Ti raccontavo della mia situazione negli episodi precedenti: praticamente quasi ogni notte è un incubo per me, immagino anche per te se soffri delle mie stesse patologie, perché, nonostante io sia stanchissimo, spesso non riesco a chiudere occhio prima dell'una del mattino. Questa cosa è inspiegabile, ma è così.

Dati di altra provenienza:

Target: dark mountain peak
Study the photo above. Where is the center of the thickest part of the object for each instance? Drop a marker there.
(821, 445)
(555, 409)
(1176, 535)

Dovendo andare al lavoro e con tutta la trafila che devo fare per svegliarmi, che ti raccontavo nell'episodio 2 del podcast, diventa impossibile svegliarsi più tardi delle 6 per essere al lavoro alle 8:00/8:15 e considera che vivo a 20 minuti di bici dall'ufficio. Ormai sono così sregolato che non ci sono bioritmi che tengano: nei fine settimana mi sveglio comunque prestissimo e, anche quando faccio qualcosa di particolarmente stancante, non c'è nulla da fare, fino all'una non se ne parla.

Come ti dicevo, se hai ascoltato il secondo episodio del podcast, ricorderai che il mio problema, come quello degli altri malati invisibili, non è tanto ansiogeno, ma è causato da mille fattori: dolore, prurito, bassissima soglia di tolleranza al rumore e così via. E quindi qui mi rivolgo in particolare agli amici e conoscenti che, in totale buona fede, mi dicono se ho già provato con la melatonina o con qualche ansiolitico. Sì, abbiamo già provato con la melatonina e anche con gli ansiolitici, ma dormire bene resta un sogno per noi, che a volte si avvera, almeno per me, e ti racconterò come, ma non è così frequente. Il fatto è che i nostri non sono problemi di ansia, o almeno non solo quelli, la situazione è molto più complessa di così.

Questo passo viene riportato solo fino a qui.